Towards Safe Multi-Modal Learning: Unique Challenges and Future Directions

Xi Li · Muchao Ye · Manling Li

[ ] [ Project Page ]
Mon 20 Oct 4 p.m. PDT — 8 p.m. PDT

Abstract:

Modern multi-modal learning leverages large models, such as large language models (LLMs), to integrate diverse data sources (e.g., text, images, audio, and video) and enhance understanding and decision-making. However, the inherent complexities of multi-modal learning introduce unique safety challenges that existing frameworks, primarily designed for uni-modal models, fail to address. This tutorial explores the emerging safety risks in multi-modal learning and provides insights into future research directions. We begin by examining the unique characteristics of multi-modal learning -- modality integration, alignment, and fusion. We then review existing safety studies across adversarial attacks, data poisoning, jailbreak exploits, and hallucinations.
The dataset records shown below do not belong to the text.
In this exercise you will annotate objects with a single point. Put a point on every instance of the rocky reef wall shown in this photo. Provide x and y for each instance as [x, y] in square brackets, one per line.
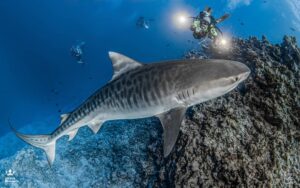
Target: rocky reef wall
[249, 137]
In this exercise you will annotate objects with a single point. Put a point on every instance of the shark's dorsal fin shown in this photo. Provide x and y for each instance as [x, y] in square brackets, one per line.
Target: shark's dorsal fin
[63, 118]
[95, 126]
[171, 122]
[122, 64]
[72, 134]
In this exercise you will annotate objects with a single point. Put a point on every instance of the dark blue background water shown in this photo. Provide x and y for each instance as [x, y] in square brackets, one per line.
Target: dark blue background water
[40, 80]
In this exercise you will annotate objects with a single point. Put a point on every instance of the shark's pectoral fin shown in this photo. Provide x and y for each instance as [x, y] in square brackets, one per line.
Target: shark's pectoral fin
[72, 134]
[95, 126]
[63, 118]
[171, 122]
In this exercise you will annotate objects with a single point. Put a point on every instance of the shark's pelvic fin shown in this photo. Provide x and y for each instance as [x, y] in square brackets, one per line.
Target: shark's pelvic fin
[122, 64]
[40, 141]
[63, 118]
[171, 122]
[95, 127]
[72, 134]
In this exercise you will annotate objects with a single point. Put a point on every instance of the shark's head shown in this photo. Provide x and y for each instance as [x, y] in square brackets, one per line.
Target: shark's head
[208, 79]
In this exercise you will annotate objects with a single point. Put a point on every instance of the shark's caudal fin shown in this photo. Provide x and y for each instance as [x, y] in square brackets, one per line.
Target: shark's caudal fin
[40, 141]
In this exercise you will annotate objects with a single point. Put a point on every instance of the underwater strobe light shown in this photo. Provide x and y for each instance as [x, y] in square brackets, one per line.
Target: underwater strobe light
[223, 42]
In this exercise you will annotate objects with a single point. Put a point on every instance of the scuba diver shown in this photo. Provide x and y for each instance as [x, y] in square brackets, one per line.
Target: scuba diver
[143, 23]
[77, 52]
[205, 25]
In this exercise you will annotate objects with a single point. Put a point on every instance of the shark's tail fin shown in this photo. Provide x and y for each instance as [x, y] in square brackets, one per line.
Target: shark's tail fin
[40, 141]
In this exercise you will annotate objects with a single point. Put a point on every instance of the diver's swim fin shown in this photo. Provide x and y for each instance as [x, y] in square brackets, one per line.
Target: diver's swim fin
[224, 17]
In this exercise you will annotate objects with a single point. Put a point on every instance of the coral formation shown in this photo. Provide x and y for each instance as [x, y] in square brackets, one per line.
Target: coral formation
[251, 136]
[247, 138]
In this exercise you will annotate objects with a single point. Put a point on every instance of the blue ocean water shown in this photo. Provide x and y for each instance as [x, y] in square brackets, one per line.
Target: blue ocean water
[40, 80]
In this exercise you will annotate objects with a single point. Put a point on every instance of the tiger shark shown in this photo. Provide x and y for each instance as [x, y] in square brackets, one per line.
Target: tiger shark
[137, 90]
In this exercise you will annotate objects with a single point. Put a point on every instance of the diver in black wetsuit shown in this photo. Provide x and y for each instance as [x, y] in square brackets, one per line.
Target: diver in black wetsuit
[77, 52]
[204, 25]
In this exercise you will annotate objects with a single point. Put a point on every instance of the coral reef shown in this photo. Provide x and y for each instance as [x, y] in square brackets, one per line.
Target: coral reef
[251, 136]
[247, 138]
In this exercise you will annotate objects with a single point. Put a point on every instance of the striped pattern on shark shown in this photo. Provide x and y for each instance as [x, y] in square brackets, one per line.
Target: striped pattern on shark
[137, 90]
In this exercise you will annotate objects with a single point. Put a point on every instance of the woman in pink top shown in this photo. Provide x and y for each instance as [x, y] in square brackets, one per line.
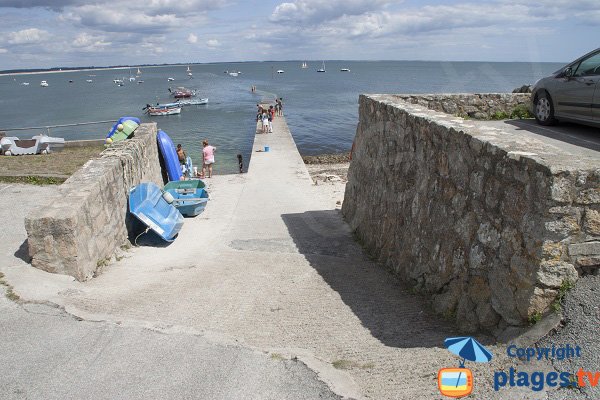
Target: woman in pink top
[208, 153]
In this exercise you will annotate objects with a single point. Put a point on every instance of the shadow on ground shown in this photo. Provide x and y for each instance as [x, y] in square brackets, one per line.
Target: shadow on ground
[382, 303]
[577, 135]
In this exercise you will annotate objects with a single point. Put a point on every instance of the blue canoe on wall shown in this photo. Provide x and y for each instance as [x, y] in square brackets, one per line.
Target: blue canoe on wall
[146, 203]
[169, 155]
[190, 197]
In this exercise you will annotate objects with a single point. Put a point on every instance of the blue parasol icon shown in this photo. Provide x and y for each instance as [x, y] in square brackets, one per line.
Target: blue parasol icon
[468, 348]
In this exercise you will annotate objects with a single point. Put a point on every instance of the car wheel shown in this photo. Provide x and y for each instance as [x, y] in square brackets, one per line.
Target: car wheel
[544, 110]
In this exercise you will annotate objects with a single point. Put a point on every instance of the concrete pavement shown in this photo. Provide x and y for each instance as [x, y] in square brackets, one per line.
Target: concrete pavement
[270, 267]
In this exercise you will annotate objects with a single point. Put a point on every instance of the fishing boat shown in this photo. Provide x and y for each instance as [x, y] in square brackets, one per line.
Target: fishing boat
[192, 102]
[189, 197]
[147, 203]
[154, 111]
[182, 92]
[39, 144]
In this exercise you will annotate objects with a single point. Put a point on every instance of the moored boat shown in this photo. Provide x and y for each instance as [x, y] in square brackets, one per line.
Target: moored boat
[156, 111]
[148, 204]
[192, 102]
[189, 197]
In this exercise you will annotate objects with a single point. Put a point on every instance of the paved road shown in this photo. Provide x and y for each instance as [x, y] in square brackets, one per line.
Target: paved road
[48, 354]
[574, 138]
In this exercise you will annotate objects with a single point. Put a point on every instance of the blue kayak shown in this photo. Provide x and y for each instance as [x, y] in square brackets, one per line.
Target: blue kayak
[190, 197]
[146, 203]
[169, 155]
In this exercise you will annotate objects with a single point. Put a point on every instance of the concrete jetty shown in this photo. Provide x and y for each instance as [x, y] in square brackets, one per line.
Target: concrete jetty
[271, 266]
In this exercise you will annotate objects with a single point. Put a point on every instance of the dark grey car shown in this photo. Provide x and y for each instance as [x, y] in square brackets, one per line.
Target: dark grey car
[570, 94]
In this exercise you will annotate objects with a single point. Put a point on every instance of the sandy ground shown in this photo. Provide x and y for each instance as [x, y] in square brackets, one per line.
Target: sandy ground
[271, 266]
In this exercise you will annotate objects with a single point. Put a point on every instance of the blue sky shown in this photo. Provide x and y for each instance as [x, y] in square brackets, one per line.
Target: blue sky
[48, 33]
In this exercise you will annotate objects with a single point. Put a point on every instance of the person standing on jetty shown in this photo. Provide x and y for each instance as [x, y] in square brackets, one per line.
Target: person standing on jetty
[208, 155]
[265, 120]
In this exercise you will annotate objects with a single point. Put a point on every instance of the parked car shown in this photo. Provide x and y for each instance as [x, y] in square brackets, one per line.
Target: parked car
[570, 94]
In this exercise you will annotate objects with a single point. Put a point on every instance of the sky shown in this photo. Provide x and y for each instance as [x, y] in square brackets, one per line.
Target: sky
[52, 33]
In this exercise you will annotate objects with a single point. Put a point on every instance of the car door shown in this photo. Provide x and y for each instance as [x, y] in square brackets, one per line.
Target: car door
[574, 95]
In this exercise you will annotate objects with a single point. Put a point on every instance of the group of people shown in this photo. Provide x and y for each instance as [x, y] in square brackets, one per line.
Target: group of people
[208, 159]
[266, 116]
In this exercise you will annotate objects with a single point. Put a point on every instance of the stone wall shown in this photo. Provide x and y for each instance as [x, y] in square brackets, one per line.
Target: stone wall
[488, 223]
[476, 106]
[86, 222]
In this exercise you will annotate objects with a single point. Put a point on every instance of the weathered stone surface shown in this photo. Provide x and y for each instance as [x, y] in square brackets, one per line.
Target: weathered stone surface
[86, 222]
[490, 223]
[585, 249]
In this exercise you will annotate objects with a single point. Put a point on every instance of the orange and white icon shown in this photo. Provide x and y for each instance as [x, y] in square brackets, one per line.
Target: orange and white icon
[455, 382]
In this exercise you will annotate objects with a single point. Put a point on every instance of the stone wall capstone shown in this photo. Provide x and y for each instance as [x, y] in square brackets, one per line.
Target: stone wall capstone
[86, 222]
[488, 223]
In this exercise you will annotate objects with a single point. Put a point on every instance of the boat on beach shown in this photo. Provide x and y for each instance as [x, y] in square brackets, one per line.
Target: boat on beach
[189, 196]
[39, 144]
[148, 204]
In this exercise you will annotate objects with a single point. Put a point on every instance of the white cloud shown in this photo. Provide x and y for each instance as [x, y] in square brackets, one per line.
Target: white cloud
[315, 11]
[192, 38]
[213, 43]
[87, 42]
[28, 36]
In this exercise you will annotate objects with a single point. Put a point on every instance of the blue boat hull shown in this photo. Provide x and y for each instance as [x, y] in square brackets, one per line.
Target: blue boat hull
[147, 204]
[169, 154]
[189, 196]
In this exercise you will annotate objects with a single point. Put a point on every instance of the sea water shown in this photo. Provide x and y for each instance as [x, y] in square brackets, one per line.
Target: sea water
[321, 109]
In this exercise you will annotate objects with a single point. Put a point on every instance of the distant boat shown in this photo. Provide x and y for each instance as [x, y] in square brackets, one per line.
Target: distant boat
[192, 102]
[163, 109]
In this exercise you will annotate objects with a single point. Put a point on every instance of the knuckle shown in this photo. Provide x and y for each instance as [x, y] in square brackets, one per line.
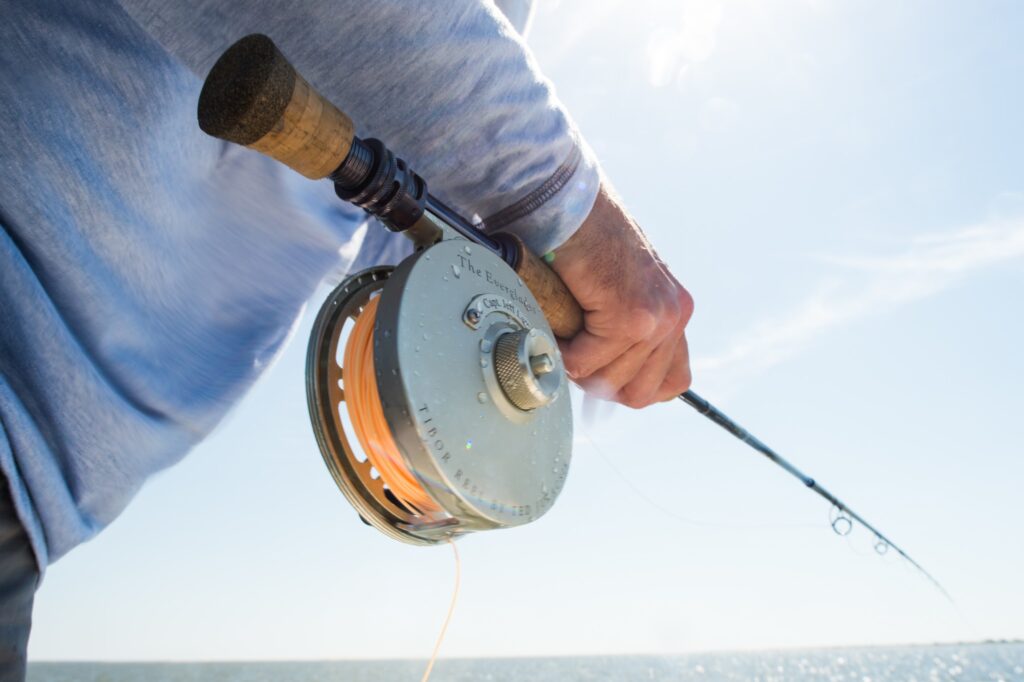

Next, we analyze emerging safety threats exploiting multi-modal challenges, including risks from additional modalities, modality misalignment, and fused representations. Finally, we discuss potential directions for enhancing the safety of multi-modal learning. As multi-modal learning expands, addressing its safety risks is crucial. This tutorial lays the foundation for understanding these challenges and fostering discussions on trustworthy systems.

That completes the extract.